I grinned and gave her a gentle punch in the arm. “That’s it. I’m disowning you.”

“Luca, these songs are…incredible,”Grace said. It was Sunday at the hobbit house. I’d stayed over the night before, and Grace had arrived around noon bearing coffee and a binder filled with ideas to discuss with Luca.

“That’s what I’ve been telling him,” I said, poking Luca’s leg.

He grinned at me before turning to Grace. “So, you think this could be something?”

“I think it could be something huge.” She sighed and sank deeper into the armchair across from us, Emilia curled in a ball on her lap. “Trends are moving toward solo artists, and we’re seeing albums that are a lot more stripped down, less produced. I know Midnight in Dallas wasn’t heavy on the production, but it’s even less now than what you probably remember.
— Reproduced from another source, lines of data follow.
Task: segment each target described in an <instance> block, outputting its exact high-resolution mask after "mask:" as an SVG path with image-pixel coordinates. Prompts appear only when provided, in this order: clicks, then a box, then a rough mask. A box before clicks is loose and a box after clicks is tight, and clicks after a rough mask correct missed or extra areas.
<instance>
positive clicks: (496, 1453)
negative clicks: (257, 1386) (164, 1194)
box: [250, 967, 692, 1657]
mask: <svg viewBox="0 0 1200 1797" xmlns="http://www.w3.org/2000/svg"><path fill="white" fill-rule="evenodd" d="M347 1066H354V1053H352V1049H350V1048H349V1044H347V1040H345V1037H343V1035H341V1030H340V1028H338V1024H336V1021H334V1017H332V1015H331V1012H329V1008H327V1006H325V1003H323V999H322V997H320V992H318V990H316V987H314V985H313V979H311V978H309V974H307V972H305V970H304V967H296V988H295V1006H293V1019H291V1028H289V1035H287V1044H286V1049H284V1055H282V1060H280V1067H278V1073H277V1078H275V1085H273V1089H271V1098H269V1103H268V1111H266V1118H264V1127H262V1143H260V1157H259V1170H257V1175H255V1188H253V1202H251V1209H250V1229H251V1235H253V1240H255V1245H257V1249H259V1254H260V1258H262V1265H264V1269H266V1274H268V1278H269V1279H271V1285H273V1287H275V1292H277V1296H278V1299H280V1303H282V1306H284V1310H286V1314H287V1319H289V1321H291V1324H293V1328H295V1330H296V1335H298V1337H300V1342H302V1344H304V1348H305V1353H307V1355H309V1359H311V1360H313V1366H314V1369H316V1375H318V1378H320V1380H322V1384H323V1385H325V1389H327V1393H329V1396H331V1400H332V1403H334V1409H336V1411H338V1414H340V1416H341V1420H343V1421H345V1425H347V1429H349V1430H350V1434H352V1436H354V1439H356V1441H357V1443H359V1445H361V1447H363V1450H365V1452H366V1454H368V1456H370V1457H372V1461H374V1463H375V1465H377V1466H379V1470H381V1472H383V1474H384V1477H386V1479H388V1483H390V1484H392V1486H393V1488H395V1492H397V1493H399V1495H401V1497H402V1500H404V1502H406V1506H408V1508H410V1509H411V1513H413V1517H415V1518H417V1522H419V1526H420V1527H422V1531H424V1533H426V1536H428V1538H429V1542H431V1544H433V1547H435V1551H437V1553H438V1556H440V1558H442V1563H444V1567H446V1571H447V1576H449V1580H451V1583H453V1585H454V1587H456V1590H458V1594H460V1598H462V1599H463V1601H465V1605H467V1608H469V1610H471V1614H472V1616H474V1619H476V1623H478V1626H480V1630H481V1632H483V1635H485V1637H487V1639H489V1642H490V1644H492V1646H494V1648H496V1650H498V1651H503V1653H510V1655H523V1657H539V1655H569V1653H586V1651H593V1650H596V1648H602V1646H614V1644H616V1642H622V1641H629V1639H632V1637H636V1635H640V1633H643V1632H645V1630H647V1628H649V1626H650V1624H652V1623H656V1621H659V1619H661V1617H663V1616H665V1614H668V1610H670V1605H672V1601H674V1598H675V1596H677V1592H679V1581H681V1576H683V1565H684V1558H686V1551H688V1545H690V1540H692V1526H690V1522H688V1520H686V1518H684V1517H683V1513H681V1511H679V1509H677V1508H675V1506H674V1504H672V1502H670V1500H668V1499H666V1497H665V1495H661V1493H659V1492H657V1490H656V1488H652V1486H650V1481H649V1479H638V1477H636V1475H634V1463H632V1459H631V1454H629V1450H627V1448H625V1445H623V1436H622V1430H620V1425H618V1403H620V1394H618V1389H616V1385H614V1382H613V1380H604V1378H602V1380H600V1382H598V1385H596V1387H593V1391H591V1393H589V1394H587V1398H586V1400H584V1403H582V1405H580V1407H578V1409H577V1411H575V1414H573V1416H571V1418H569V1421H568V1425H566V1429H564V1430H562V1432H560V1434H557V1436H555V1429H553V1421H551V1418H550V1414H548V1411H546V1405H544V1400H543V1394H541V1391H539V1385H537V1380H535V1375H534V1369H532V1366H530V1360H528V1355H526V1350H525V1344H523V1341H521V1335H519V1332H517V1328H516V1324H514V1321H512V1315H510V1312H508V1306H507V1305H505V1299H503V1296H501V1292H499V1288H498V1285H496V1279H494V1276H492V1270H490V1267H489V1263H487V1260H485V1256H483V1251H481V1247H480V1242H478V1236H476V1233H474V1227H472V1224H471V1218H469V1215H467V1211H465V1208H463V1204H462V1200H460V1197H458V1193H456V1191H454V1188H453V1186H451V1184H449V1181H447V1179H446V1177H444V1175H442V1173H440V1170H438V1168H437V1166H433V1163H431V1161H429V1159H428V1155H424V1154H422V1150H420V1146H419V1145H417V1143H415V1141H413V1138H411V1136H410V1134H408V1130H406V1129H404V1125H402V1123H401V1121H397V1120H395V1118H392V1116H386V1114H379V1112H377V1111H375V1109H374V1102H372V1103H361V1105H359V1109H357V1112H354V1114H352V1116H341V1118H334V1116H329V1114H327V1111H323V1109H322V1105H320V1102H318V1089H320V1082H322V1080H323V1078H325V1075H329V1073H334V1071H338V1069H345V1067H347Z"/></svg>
I think that would lend itself really well to what you’ve got here.”

Luca nodded, a smile spreading over his face.

“But I do think there’s something else we need to consider,” Grace continued, stroking Emilia’s head as she slept, her brows furrowed together.

“What do you mean?” Luca asked, and I folded one leg under the other as I listened.

“Well,” she began, “you already have a built-in fan base that’ll be clamoring for anything new from a member of their favorite band since Jax is the only one still in the spotlight.”

I tilted my head. “That’s a good thing, right?”

“It could be,” Grace answered. “But with more attention comes more scrutiny. The media hasn’t always been kind to Luca.”

Luca released a heavy sigh. “You think they won’t even give me a chance.”

Grace hesitated. “I didn’t say that.”

My heart dropped as I pictured the articles my mom had shown me just days before. And those were just the tip of the iceberg. I’d gone down my own Google rabbit holes in the past and found plenty more where that came from.

“But you think it,” I said, filling in the blanks.

She twisted her lips to the corner of her mouth as she considered what she wanted to say.